When dealing with uncertainty, the best way to move through it is to find a meaningful way to connect with it. Be curious and be open – lean into the Unknown and listen to what it asks of you.
After I left my abusive husband I was facing uncertainty in every direction and within myself. The trauma of the abusive relationship had shattered my persona and left me unable to relate to life the way that I used to. I needed to rebuild both a new vision of my life and a new way of relating.
But this time things would be different.
I would bring my whole self into the process of relating. There would be no holding back, or fearful compromises or shallow attempts at anything. I would engage deeply with the world and open my heart to it.
First, I needed to unearth myself from beneath the weight of what was. And unearthing myself meant finding my own voice and reconnecting with my intuition. I felt disconnected from these two aspects of myself and they were the compass I needed to find my direction.

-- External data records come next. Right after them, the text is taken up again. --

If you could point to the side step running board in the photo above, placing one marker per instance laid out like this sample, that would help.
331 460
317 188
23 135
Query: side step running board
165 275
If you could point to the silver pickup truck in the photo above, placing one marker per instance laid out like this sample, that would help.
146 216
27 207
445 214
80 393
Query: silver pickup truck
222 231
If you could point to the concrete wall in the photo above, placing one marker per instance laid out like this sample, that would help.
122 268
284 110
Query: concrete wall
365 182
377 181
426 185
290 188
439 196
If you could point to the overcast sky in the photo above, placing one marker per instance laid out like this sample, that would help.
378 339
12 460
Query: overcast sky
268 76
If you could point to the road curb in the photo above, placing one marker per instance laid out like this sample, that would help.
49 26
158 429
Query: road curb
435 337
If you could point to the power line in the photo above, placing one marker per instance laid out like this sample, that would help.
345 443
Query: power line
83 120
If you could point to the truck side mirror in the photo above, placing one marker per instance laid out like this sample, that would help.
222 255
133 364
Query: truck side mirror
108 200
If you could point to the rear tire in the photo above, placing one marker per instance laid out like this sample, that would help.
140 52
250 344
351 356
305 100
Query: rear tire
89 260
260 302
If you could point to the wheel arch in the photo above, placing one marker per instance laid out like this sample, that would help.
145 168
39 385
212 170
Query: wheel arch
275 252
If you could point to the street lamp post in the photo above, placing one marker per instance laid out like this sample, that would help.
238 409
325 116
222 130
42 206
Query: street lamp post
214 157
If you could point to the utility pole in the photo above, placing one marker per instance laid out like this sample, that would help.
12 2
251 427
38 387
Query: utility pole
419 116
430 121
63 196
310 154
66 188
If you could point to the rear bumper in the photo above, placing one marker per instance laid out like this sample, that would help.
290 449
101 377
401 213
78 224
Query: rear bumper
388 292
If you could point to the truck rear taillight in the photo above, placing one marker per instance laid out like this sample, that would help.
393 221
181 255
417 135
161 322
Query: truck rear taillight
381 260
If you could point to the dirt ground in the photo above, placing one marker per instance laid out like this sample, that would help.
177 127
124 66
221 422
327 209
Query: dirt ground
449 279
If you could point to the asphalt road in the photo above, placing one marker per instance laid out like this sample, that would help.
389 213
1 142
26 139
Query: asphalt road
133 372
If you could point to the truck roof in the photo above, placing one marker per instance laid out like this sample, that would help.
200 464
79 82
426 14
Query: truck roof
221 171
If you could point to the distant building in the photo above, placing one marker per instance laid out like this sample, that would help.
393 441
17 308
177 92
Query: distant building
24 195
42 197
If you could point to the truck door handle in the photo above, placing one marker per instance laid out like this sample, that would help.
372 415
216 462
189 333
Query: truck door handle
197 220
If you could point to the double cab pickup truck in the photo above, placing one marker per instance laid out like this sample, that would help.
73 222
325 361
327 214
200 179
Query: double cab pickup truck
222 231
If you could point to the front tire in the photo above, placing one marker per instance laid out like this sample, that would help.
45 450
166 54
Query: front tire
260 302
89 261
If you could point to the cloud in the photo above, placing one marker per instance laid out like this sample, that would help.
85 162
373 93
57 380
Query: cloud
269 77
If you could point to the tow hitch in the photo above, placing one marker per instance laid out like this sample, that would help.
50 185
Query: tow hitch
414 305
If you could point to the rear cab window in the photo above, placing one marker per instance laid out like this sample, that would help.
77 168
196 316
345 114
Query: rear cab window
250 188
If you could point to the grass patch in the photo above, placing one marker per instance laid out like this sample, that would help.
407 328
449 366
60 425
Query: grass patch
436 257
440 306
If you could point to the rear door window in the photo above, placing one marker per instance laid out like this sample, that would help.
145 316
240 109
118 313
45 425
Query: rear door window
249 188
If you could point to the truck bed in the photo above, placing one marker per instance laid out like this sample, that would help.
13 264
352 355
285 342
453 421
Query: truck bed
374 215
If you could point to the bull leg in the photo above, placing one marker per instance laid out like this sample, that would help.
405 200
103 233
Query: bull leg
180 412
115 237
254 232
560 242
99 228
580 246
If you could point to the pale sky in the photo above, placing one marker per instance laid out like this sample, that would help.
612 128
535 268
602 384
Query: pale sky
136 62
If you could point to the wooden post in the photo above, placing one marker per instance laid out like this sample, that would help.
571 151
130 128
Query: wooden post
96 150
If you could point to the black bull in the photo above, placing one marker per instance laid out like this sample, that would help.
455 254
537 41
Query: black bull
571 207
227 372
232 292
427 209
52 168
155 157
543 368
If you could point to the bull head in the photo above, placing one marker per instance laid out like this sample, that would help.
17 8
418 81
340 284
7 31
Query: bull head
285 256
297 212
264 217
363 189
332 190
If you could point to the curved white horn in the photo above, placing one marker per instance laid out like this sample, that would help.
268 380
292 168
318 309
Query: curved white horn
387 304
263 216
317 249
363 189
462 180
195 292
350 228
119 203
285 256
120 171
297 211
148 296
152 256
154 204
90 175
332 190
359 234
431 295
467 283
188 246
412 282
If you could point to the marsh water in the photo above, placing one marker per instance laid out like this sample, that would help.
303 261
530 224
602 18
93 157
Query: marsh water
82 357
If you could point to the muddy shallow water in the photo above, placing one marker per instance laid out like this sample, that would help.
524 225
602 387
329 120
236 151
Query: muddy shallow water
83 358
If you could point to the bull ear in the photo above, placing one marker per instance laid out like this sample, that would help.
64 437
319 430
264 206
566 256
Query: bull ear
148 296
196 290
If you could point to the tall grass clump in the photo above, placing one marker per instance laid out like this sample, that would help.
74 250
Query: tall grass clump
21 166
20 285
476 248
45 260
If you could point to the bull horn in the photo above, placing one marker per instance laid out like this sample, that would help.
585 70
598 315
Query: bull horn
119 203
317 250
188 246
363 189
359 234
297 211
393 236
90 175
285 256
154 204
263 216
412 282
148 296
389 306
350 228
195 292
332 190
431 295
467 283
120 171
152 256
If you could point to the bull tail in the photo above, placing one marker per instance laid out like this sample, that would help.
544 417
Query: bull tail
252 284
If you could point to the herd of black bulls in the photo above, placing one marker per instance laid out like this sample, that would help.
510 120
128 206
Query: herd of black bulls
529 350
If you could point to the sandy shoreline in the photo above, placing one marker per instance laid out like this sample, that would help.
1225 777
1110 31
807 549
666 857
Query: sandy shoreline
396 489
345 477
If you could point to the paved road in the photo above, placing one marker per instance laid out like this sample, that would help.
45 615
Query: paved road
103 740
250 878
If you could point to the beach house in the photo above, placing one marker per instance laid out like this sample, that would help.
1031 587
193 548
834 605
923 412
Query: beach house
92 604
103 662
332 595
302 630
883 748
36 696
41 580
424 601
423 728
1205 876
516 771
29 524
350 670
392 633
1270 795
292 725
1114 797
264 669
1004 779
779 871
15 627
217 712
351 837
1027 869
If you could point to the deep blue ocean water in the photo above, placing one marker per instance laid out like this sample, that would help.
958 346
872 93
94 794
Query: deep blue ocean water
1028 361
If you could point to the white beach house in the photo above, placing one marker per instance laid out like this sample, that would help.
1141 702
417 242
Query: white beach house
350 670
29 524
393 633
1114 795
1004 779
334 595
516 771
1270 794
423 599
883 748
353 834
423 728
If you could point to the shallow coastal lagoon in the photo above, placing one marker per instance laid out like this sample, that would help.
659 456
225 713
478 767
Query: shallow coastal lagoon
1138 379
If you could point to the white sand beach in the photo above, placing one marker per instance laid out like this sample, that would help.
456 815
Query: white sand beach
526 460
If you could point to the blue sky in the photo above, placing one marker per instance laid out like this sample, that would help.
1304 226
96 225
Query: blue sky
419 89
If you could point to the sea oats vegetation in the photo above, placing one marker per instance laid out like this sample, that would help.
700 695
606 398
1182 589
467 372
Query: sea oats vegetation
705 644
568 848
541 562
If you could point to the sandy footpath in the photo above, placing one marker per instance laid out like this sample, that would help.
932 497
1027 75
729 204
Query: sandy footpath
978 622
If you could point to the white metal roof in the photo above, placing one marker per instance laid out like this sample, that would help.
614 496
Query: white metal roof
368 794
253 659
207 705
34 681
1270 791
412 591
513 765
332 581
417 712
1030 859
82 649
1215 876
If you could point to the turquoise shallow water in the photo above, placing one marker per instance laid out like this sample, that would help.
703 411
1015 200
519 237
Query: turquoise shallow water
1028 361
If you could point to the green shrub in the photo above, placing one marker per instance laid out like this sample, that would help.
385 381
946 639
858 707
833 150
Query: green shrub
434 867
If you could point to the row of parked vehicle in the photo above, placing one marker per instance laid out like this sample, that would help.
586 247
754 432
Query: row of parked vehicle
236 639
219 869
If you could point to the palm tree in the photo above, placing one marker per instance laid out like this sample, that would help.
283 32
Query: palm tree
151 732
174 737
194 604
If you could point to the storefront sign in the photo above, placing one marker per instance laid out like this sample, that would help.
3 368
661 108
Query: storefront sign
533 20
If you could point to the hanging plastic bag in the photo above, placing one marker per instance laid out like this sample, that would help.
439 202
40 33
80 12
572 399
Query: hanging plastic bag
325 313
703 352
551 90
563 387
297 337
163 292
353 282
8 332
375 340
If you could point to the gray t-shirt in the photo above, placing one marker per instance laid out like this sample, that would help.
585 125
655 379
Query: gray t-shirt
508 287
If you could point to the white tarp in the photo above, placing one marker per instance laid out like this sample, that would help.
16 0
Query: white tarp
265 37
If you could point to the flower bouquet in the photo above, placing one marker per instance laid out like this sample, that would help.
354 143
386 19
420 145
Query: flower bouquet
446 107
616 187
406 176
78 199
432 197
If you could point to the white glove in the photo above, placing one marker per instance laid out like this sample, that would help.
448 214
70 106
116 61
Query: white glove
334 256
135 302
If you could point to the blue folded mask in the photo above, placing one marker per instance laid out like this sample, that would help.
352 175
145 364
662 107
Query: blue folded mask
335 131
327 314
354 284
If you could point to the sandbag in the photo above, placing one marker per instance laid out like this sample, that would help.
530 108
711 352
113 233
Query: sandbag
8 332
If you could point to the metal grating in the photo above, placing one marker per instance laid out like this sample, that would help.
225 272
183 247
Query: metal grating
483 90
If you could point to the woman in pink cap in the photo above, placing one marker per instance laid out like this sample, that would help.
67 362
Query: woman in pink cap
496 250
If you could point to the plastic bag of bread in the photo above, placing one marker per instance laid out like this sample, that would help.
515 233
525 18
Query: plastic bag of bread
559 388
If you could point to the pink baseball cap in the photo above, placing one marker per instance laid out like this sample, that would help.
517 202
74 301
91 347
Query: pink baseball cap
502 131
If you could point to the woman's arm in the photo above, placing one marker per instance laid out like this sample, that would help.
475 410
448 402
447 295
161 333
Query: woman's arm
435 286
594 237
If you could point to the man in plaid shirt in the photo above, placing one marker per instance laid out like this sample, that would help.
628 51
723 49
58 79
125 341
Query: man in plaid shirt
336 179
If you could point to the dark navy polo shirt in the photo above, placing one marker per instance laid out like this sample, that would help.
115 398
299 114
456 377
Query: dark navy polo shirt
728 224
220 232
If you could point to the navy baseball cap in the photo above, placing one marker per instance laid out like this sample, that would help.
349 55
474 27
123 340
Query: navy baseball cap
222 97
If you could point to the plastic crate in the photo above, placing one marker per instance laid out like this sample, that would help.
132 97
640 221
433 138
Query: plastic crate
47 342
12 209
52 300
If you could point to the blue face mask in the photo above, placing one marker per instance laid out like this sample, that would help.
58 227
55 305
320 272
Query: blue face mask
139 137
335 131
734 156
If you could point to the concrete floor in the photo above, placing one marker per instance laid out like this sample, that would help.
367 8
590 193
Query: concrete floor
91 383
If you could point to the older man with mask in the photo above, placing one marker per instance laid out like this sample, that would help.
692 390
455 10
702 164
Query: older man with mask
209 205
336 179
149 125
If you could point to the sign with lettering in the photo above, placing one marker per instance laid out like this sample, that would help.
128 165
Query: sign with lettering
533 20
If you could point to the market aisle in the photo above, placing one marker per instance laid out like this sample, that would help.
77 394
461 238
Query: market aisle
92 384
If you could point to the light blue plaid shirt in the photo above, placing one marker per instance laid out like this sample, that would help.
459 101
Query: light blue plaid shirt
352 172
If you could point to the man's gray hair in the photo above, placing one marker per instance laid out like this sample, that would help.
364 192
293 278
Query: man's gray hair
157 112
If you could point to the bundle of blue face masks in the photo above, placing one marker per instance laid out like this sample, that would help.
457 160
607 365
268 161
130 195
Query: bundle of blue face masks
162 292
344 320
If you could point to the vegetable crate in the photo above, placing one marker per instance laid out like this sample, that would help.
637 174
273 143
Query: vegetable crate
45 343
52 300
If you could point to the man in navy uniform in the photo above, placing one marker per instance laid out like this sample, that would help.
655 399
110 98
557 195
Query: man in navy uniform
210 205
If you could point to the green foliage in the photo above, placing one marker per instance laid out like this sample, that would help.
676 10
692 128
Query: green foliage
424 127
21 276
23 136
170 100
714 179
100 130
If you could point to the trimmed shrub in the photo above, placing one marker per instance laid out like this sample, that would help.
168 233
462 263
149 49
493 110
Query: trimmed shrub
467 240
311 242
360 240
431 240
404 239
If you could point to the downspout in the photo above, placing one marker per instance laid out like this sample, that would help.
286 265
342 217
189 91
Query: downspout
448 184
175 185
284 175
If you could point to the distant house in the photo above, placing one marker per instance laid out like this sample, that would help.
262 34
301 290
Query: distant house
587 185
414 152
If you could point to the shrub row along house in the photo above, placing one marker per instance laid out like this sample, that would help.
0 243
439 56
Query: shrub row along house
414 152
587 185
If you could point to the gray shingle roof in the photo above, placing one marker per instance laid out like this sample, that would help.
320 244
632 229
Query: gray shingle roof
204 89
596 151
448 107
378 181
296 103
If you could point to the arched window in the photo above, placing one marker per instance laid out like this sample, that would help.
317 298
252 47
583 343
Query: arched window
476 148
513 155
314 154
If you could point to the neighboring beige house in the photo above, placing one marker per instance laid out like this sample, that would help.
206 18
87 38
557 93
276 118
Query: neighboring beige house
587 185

The voice that spoke to me – that filled me with fear and false insecurities – was not my own. It was his.
I started to write as a way to untangle my voice from his narcissistic lies which had embedded themselves in me. It was not only a way to free my voice from his but also a way to edit him out and rediscover myself at the same time.
Writing enabled me to hold lightly, play with, look at and reshape the emotions and thoughts that came when things got too dark for me. It gave me a way to hold pain and sadness without keeping it inside or suppressing it.
As I named my wounding, I was able to face the extent and reality of the abuse that had happened. I began to feel lighter and more in control of my emotions. The blank pages offered me an infinite space to explore myself and I was free to be inspired by anything that came to me.
This need to write woke me each morning at 4:20. I sat down at my desk and put pen to paper and I wrote without stopping until I felt I had reached an end. I would then edit my work.
Where I found pages filled with words related to him, his abuse and his lies, I would acknowledge them, tear them up and throw them out. Where I found myself, I would cut, correct and redefine until it reflected what I knew was true about my self.
The only rule was I had to be honest about everything I wrote.
Not only did writing become an important and enjoyable part of my life, it became a part of me. And as I played with words and meaning, it inspired my intuition and it would flow with the words and into my life.
Writing not only allowed me to free my voice from what was false and move on, it gave me a whole new way of being in the world and relating to it.
I feel that it was a gift given to me by the Unknown.
This photograph was taken in Moda, Istanbul – peering through a garden gate.